Corresponding Author:
Vishesh Agrawal
Nanavati Max Super Speciality Hospital
Criticare Asia Multispeciality Hospital
Maharashtra, India
E-mail:drvisheshagrawal17@gmail.com

Received: 29-Mar-2021, Manuscript No. ijocs-22-58906; Editor assigned: 31-Mar-2021, PreQC No. ijocs-22-58906(PQ); Reviewed: 11-Apr-2022, QC No. ijocs-22-58906(QC); Revised: 21-Apr-2022, Manuscript No. ijocs-22-58906(R); Published: 29-Apr-2022, DOI: 10.37532/1753-0431.2022.16(4).237

Abstract

Background: The  antibody cocktail (Casirivimab and Imdevimab) has been approved  in India for the treatment of mild to moderate coronavirus disease in adolescents and adults in specified high-risk groups. There is a paucity of experience published about use in Indian patients with mild to moderate COVID -19.

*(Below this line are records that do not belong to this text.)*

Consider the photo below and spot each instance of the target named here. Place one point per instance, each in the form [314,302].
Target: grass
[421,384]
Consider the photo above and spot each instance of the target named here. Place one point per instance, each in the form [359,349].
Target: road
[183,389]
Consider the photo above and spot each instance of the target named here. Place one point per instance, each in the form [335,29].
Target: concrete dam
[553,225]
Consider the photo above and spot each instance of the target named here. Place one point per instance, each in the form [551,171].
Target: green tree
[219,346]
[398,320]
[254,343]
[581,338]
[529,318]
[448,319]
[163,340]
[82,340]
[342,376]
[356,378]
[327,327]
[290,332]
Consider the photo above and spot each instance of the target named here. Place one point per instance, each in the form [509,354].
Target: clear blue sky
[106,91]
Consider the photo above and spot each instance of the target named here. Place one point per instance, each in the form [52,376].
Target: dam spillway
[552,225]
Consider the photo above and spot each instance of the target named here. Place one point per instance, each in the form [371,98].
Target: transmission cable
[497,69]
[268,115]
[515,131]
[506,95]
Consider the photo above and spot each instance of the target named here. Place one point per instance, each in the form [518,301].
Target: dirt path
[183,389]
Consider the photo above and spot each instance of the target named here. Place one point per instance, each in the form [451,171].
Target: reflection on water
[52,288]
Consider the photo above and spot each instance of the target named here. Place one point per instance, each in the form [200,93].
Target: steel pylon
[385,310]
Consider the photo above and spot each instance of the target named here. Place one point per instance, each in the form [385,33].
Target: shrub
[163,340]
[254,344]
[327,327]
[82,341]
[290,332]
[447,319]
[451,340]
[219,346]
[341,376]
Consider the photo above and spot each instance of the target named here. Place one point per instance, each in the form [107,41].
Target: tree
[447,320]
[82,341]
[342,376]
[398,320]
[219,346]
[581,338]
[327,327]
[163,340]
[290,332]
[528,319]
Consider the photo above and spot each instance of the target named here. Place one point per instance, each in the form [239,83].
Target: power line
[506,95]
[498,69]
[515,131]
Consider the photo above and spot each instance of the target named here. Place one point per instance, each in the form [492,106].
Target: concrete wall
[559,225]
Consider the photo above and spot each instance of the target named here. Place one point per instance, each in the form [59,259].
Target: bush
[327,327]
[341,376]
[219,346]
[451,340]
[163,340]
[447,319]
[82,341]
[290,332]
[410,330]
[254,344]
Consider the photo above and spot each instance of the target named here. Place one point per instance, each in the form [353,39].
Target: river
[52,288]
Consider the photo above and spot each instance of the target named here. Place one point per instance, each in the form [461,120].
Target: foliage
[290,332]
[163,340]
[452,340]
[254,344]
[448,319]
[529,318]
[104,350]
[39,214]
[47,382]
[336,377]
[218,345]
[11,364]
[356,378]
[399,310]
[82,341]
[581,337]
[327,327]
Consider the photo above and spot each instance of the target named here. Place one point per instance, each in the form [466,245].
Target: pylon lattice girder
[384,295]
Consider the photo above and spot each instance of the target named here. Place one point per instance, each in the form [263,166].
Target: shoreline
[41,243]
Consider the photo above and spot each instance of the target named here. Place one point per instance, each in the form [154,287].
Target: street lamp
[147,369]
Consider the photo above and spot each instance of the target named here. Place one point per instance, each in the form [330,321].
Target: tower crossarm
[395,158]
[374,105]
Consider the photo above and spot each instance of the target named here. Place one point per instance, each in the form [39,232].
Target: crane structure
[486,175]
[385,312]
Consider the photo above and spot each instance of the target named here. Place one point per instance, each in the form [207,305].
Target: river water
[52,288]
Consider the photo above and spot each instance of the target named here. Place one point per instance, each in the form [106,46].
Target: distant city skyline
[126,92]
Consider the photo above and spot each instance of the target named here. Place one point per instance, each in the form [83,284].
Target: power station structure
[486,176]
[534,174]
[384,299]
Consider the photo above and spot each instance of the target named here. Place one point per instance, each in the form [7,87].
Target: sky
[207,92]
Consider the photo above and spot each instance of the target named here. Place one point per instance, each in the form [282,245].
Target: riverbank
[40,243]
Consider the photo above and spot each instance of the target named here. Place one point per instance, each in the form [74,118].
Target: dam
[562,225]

Objectives: The primary objectives of the study were time to COVID-19 symptoms resolution  and proportion of patients with disease progression defined in terms of oxygen requirement. The effect of BMI on outcomes of treatment was also assessed. The chief secondary objectives were to evaluate the safety and all-cause mortality in patients treated

Methodology: In this retrospective study patients with mild to moderate COVID  were enrolled. They were  treated with the antibody cocktail 1.2 gm  intravenously either on the day of diagnosis or within 24 hours of testing positive. The parameters of assessment included  : time to symptom resolution, duration of hospitalization, need for oxygen, need for ventilator support   and outcomes of hospitalization were evaluated

Results: Sixty three patients  (mean age: 54.87 years ± 17.83   years) were enrolled in the study .. Patients most commonly presented with symptoms of fever (52.4%) and cough (66.7%). Symptoms resolution occurred earliest  for fever( 1.41 years ± 0.74 days)  followed by sore throat (1.59 days ± 0.80  days). BMI had  no impact on  symptom resolution hospitalization and O2 support regardless of the presence or absence of comorbidities .

Conclusion: Casirivimab/imdevimab improves outcomes in Indian patients.The efficacy of casirivimab/imdevimab   remains unaffected regardless of the age of the patient, body weight of the patient and the presence of comorbid diseases.

Introduction

The quest for effective therapies to prevent and treat coronavirus disease 2019 (COVID-19) is still ongoing. Infection by Severe Acute Respiratory Syndrome Coronavirus-2 (SARS-CoV-2) is known to have the highest mortality rate among the elderly and those with pre-existing medical conditions [1]. The viral load has a direct correlation with an increased risk of mortality in hospitalized patients. Once infected, Immunoglobulin-M (IgM) antibodies appear 8 days-12 days after the onset of clinical symptoms [2].

On May 5, 2021, the Central Drugs Standards Control Organization (CDSCO) provided an Emergency Use Authorization (EUA) for the antibody cocktail (Casirivimab and Imdevimab) in India for the treatment of mild to moderate coronavirus disease in adolescents and adults in specified high-risk groups. Monoclonal antibodies exhibit specific binding to specific surface proteins on SARS-CoV-2 and this helps to neutralize its pathogenic effects. Deb et al. noted that monoclonal antibodies are safer and more specific in targeting SARS-CoV-2 surface proteins [3].

Casirivimab and imdevimab are monoclonal antibodies which bind to two distinct sites on the receptor binding domain of the SARS-CoV-2 spike glycoprotein. This results in blocking of the viral entry into host cells. Casirivimab and imdevimab must be administered together in a single intravenous infusion or, alternatively, administered consecutively by subcutaneous injection. For the treatment of COVID-19, the recommended dose is casirivimab 600 mg plus imdevimab 600 mg [4].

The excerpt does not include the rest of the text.